Daily Archives: September 17, 2012

2010 Loosen Bros. Dr. L Riesling

America’s German go to riesling with Korean pancake

Finally, you might say, finally a riesling that you have tried and you can compare my notes with your impressions. I admit that I have not tried many rieslings that are easily available here in the US. I have seen the ubiquitous bottle of this wine at Trader Joe’s but was unwilling to pay the $10.99 they were asking for it. So when, on our latest Costco run, I spotted the Dr. L for $8.99 I decided to give it a try. It seems to be the go to riesling for so many people here, and there was no reason at that price point to not give it a try.

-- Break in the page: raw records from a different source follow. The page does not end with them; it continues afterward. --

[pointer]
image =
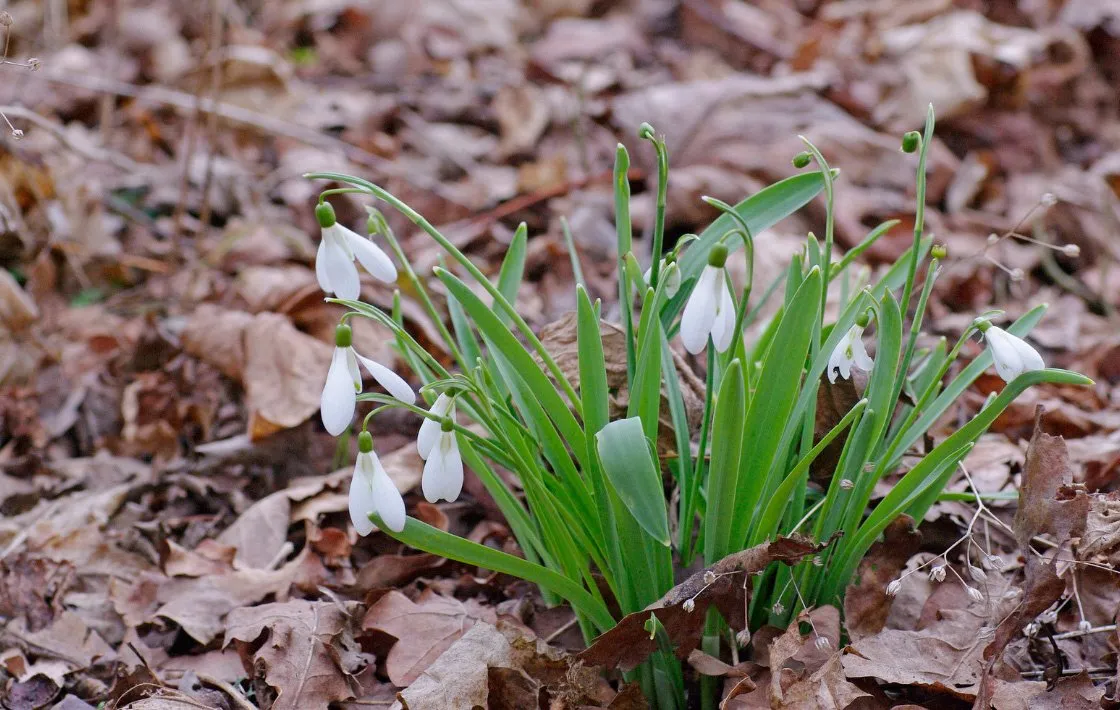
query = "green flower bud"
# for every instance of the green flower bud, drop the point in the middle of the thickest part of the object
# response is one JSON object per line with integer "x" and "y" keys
{"x": 325, "y": 214}
{"x": 717, "y": 257}
{"x": 365, "y": 441}
{"x": 344, "y": 337}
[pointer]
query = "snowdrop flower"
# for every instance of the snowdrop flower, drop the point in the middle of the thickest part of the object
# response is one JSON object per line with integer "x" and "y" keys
{"x": 344, "y": 382}
{"x": 1011, "y": 354}
{"x": 334, "y": 263}
{"x": 849, "y": 352}
{"x": 672, "y": 277}
{"x": 710, "y": 309}
{"x": 372, "y": 491}
{"x": 431, "y": 428}
{"x": 442, "y": 472}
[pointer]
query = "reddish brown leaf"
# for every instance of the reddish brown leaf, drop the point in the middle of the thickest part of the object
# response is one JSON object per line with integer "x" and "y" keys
{"x": 866, "y": 603}
{"x": 1047, "y": 502}
{"x": 627, "y": 644}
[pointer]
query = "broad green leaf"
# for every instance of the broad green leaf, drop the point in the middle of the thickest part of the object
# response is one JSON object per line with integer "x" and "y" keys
{"x": 628, "y": 464}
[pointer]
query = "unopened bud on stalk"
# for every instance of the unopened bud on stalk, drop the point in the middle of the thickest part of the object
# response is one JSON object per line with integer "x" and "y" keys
{"x": 325, "y": 214}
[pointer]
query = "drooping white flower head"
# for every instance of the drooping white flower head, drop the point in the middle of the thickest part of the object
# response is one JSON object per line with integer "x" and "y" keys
{"x": 344, "y": 382}
{"x": 1011, "y": 354}
{"x": 442, "y": 472}
{"x": 372, "y": 491}
{"x": 672, "y": 276}
{"x": 849, "y": 352}
{"x": 339, "y": 246}
{"x": 710, "y": 309}
{"x": 430, "y": 429}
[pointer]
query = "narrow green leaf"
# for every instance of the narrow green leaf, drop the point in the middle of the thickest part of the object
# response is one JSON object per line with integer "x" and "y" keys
{"x": 761, "y": 211}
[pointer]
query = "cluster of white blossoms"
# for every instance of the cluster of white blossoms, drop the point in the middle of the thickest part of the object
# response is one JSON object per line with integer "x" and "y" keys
{"x": 372, "y": 491}
{"x": 710, "y": 313}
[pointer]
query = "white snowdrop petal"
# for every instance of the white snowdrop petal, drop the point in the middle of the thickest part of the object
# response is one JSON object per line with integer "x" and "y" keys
{"x": 352, "y": 368}
{"x": 338, "y": 398}
{"x": 393, "y": 383}
{"x": 430, "y": 428}
{"x": 722, "y": 328}
{"x": 341, "y": 272}
{"x": 361, "y": 497}
{"x": 1006, "y": 356}
{"x": 1028, "y": 356}
{"x": 320, "y": 267}
{"x": 372, "y": 258}
{"x": 453, "y": 467}
{"x": 699, "y": 313}
{"x": 388, "y": 500}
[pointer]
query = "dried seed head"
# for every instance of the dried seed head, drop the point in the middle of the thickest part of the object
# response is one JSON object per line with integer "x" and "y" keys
{"x": 977, "y": 573}
{"x": 995, "y": 562}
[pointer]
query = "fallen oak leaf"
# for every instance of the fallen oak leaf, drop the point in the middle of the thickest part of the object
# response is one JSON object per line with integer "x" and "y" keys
{"x": 628, "y": 643}
{"x": 1047, "y": 501}
{"x": 1042, "y": 588}
{"x": 423, "y": 628}
{"x": 300, "y": 647}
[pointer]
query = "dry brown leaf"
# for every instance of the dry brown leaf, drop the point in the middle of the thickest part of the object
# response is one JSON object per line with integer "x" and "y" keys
{"x": 281, "y": 368}
{"x": 866, "y": 603}
{"x": 198, "y": 606}
{"x": 945, "y": 656}
{"x": 627, "y": 644}
{"x": 307, "y": 652}
{"x": 1047, "y": 502}
{"x": 425, "y": 629}
{"x": 260, "y": 532}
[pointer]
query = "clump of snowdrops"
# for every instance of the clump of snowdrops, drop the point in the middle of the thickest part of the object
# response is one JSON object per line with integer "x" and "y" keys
{"x": 595, "y": 496}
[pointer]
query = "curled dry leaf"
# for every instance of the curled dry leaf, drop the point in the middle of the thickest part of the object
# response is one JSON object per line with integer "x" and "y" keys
{"x": 425, "y": 629}
{"x": 1047, "y": 501}
{"x": 305, "y": 650}
{"x": 866, "y": 603}
{"x": 281, "y": 368}
{"x": 628, "y": 643}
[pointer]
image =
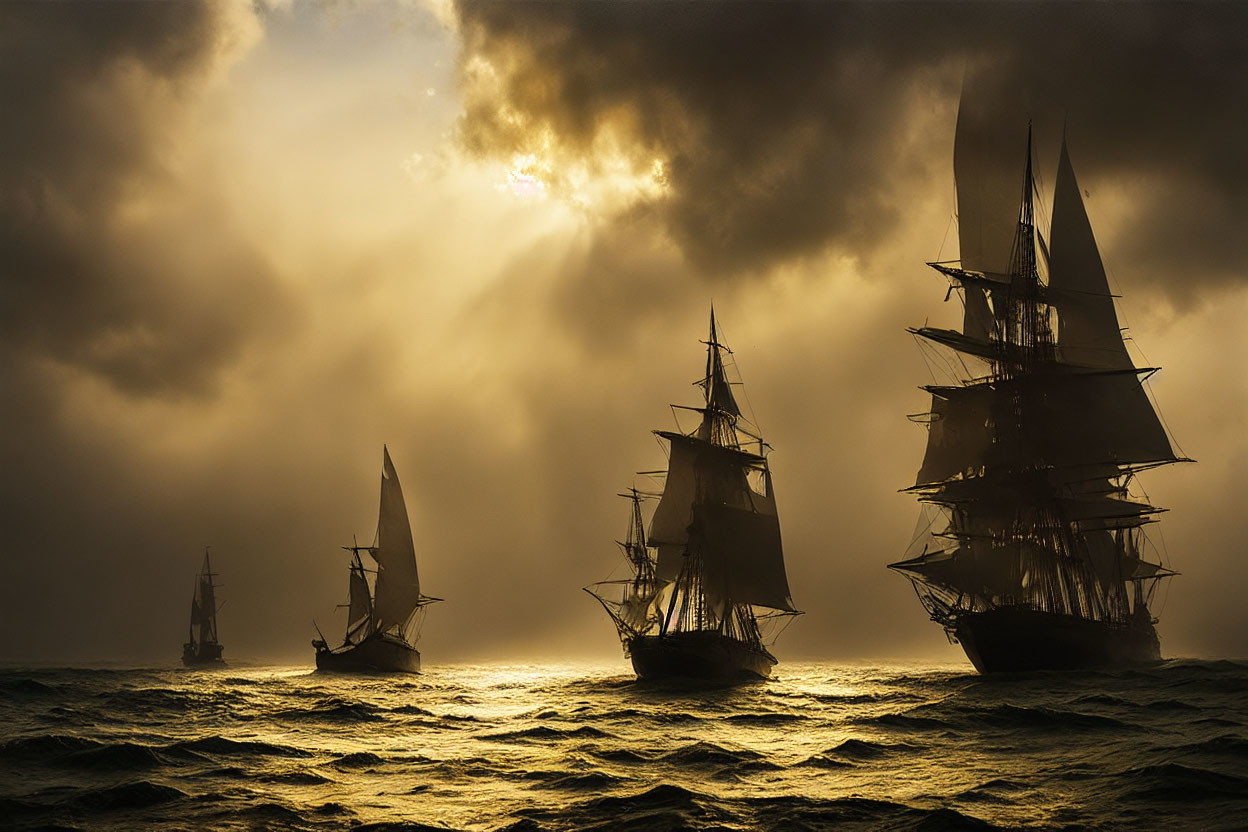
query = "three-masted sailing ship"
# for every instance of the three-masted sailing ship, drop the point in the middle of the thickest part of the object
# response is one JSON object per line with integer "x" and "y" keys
{"x": 206, "y": 650}
{"x": 380, "y": 619}
{"x": 1031, "y": 550}
{"x": 711, "y": 566}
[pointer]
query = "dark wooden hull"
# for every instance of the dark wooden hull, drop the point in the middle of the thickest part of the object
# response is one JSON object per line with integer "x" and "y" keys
{"x": 202, "y": 655}
{"x": 703, "y": 656}
{"x": 377, "y": 654}
{"x": 1020, "y": 639}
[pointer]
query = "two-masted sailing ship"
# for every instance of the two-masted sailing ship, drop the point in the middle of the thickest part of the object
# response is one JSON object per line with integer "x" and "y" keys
{"x": 711, "y": 568}
{"x": 205, "y": 650}
{"x": 383, "y": 618}
{"x": 1031, "y": 550}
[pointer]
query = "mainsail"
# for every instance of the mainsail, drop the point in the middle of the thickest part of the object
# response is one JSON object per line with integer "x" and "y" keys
{"x": 390, "y": 604}
{"x": 397, "y": 591}
{"x": 1028, "y": 468}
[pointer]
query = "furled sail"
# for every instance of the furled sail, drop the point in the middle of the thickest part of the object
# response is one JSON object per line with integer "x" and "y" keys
{"x": 360, "y": 608}
{"x": 397, "y": 591}
{"x": 1088, "y": 332}
{"x": 207, "y": 603}
{"x": 720, "y": 394}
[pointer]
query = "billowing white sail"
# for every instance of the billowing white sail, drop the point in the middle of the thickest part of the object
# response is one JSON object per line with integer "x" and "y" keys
{"x": 397, "y": 591}
{"x": 1088, "y": 332}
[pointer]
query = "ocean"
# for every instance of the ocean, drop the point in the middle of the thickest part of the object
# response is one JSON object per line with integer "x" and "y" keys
{"x": 819, "y": 746}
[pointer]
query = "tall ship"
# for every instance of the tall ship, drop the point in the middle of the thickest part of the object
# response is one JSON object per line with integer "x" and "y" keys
{"x": 205, "y": 650}
{"x": 710, "y": 574}
{"x": 1031, "y": 550}
{"x": 383, "y": 616}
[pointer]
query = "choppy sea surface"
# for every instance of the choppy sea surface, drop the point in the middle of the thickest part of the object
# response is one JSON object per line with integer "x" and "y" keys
{"x": 582, "y": 747}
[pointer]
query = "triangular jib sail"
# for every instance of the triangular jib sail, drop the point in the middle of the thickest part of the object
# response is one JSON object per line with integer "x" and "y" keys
{"x": 397, "y": 593}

First things first. I am usually not very optimistic when it comes to huge productions of quality winemakers, because all too often I have found them to be wanting. In Germany, I have not had many Dr. Loosen wines, so I also was not very comfortable assessing this and putting it into perspective. Then seeing the $10+ price tag for a very simple wine, I was even more turned off. Add in that I also tend to shy away from things everyone likes, Dr. L was in a bad position to start with. If you call all this over-thinking things, I guess you are completely right. I am glad that the price tag made me overcome all my preconceived objections.

When I decided to make Korean squash pancakes (hobakjeon, 호박전) with mushrooms, I figured this was the night to try the wine. I have had many good experiences with the Korean food and riesling pairing (for example here), so it seemed like a no brainer.

For those not familiar with the wine, just a few quick facts. Ernst (or Ernie) Loosen, the owner of Dr. Loosen Estate, is one of the major producers along the middle Mosel with vineyards in many prime sites (Wehlener Sonnenuhr, Graacher Himmelreich, Ürziger Würzgarten, Erdener Prälat, Erdener Treppchen). He is a charismatic figure and has done loads for promoting German rieslings. The Loosen Bros. Dr. L is his entry wine produced for a global market. The riesling grapes come from all over the place and are blended for this wine. The wine has 8.5% ABV.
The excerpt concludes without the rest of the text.